The festival is one of the most important. People start their day by worshiping and putting til (sesame seeds) into fire followed by eating "dahi-chuda", a dish made of beaten rice (chuda or poha, in Hindi, or avalakki, in Kannada) served with a larger serving of dahi (curd), with cooked kohada (red pumpkin) that is prepared specially with sugar and salt but no water. The meal is generally accompanied by tilkut and lai (laddu made of til, chuda and rice). The festive meal is traditionally made by women in groups. Since the meal is heavy, lunch is generally skipped on the day and the time is, instead, spent on socializing and participating in kite flying festivals.
At night a special khichdi is made and served with its four traditional companions, "char yaar" (four friends) — chokha (roasted vegetable), papad, ghee and achaar.
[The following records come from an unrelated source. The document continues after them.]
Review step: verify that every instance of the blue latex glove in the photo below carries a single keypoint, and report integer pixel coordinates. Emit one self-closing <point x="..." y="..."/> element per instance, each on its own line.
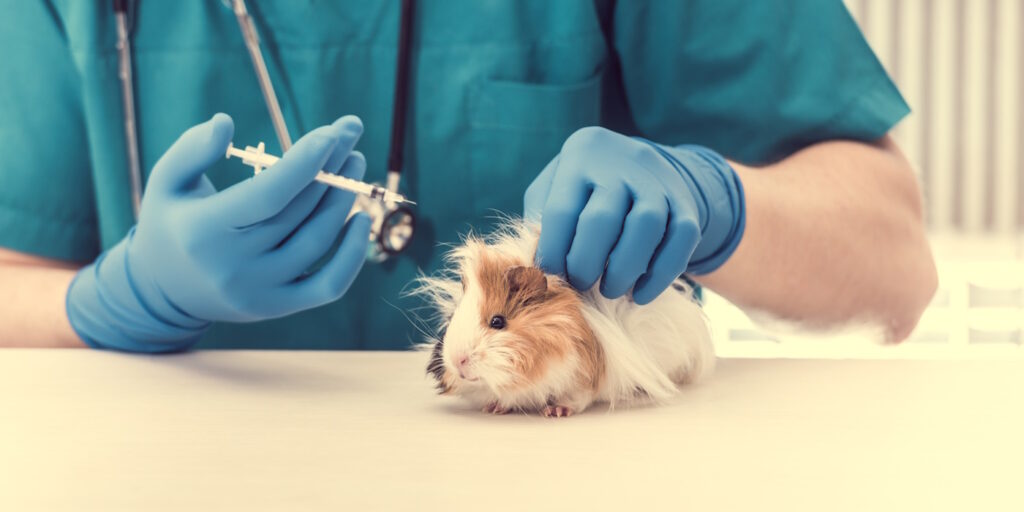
<point x="634" y="214"/>
<point x="198" y="255"/>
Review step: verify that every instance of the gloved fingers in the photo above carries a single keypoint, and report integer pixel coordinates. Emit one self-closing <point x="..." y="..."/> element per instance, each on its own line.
<point x="311" y="240"/>
<point x="350" y="128"/>
<point x="265" y="195"/>
<point x="272" y="231"/>
<point x="599" y="226"/>
<point x="644" y="228"/>
<point x="558" y="221"/>
<point x="183" y="164"/>
<point x="333" y="280"/>
<point x="537" y="193"/>
<point x="670" y="259"/>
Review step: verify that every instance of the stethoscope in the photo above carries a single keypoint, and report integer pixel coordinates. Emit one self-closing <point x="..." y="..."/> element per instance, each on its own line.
<point x="392" y="225"/>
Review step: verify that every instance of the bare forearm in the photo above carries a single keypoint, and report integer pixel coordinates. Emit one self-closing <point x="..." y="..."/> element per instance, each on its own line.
<point x="834" y="235"/>
<point x="33" y="314"/>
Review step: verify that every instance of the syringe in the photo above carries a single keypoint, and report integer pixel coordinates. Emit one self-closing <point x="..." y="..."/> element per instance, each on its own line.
<point x="259" y="160"/>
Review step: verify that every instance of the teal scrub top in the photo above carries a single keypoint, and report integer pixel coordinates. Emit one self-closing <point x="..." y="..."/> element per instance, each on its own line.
<point x="496" y="88"/>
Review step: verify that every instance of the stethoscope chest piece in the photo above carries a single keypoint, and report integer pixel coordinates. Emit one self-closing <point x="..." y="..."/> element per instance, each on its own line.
<point x="392" y="228"/>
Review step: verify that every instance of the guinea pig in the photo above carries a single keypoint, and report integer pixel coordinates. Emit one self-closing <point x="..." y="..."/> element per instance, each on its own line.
<point x="511" y="338"/>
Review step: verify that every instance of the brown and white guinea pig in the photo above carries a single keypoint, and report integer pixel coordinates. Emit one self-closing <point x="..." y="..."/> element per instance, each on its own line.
<point x="512" y="338"/>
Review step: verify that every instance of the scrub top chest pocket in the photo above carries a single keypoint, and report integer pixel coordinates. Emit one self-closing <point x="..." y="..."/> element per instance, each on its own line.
<point x="517" y="128"/>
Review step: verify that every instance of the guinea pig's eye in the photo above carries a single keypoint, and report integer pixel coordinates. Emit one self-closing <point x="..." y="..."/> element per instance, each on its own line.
<point x="498" y="322"/>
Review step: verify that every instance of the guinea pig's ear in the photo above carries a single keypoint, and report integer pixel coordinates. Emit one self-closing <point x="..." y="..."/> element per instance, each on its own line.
<point x="527" y="281"/>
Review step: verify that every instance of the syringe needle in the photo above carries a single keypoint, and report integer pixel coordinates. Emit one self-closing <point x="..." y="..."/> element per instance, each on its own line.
<point x="259" y="160"/>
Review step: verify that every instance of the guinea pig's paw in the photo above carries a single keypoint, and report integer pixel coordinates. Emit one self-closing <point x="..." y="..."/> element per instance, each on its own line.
<point x="557" y="411"/>
<point x="495" y="409"/>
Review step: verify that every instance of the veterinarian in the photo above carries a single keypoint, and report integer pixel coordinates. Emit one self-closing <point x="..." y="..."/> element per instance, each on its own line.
<point x="741" y="142"/>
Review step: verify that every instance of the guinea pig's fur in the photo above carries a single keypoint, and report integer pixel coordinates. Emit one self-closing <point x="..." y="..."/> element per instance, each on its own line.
<point x="557" y="350"/>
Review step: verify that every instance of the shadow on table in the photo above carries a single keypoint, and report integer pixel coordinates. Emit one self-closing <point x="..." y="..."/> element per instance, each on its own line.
<point x="255" y="370"/>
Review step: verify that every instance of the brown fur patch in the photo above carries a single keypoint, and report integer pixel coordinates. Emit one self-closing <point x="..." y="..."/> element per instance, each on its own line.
<point x="543" y="315"/>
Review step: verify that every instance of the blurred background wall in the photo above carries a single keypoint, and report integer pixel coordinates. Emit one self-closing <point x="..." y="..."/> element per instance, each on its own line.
<point x="960" y="65"/>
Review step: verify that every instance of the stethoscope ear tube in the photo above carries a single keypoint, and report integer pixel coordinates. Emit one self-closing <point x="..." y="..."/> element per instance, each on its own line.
<point x="128" y="104"/>
<point x="393" y="224"/>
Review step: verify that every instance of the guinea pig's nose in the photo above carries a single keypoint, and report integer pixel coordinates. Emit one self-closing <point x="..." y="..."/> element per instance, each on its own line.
<point x="461" y="363"/>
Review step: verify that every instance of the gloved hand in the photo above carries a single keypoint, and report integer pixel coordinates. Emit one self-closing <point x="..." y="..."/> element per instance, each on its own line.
<point x="198" y="255"/>
<point x="634" y="214"/>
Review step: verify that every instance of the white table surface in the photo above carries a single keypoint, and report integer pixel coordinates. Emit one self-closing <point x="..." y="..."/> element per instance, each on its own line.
<point x="249" y="430"/>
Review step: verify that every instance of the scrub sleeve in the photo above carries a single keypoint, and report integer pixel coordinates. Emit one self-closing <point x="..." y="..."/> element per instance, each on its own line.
<point x="755" y="81"/>
<point x="46" y="193"/>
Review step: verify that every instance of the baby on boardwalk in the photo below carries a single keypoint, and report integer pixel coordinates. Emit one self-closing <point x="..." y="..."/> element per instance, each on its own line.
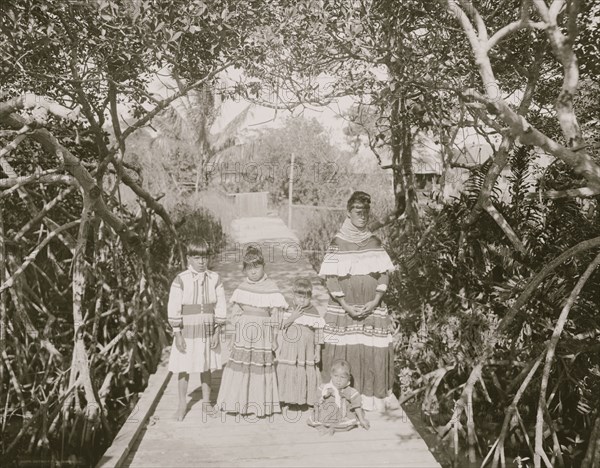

Since such a rich khichdi is generally made on this festival, the festival is often colloquially referred to as "Khichdi".
This is the Suggi or harvest festival for farmers of Karnataka. On this auspicious day, girls wear new clothes to visit near and dear ones with a Sankranti offering in a plate and exchange the same with other families. This ritual is called "Ellu Birodhu." Here the plate would normally contain "Ellu" (white sesame seeds) mixed with fried groundnuts, neatly cut dry coconut and fine cut bella (jaggery). The mixture is called "Ellu-Bella" . The plate contains shaped sugar candy moulds with a piece of sugarcane. There is a saying in Kannada "ellu bella thindu olle maathadi" that translates to 'eat the mixture of sesame seeds and jaggery and speak only good.' This festival signifies the harvest of the season, since sugarcane is predominant in these parts. Ellu Bella, Ellu Unde, bananas, sugarcane, red berries, haldi and kumkum and small gift items useful in everyday lives are often exchanged among women in Karnataka.
In some parts of Karnataka, a newly married woman is required to give away bananas for five years to married women (muthaidhe/sumangali) from the first year of her marriage and increase the number of bananas in multiples of five. There is also a tradition of some households giving away red berries "Yalchi Kai" with the above. In north Karnataka, kite flying with community members is a tradition. Drawing rangoli in groups is another popular event among women during Sankranti.
An important ritual is display of cows and bulls in colourful costumes in an open field. Cows are decorated for the occasion and taken on a procession. They are also made to cross a fire. This ritual is common in rural Karnataka and is called "Kichchu Haayisuvudu."
Makara Sankranti is celebrated in Kerala at Sabarimala where the Makara Jyothi is visible followed by the Makaravilakku celebrations.
Many fairs are held on Makar Sankranti the most famous being the Kumbh Mela, held every 12 years at one of four holy locations, namely Haridwar, Prayag (Allahabad), Ujjain and Nashik. The Magh Mela (or mini-Kumbh Mela held annually at Prayag) and the Gangasagar Mela (held at the head of the Ganges River, where it flows into the Bay of Bengal). Millions take a dip in places like Ganga Sagar and Prayag and pray to the Sun God.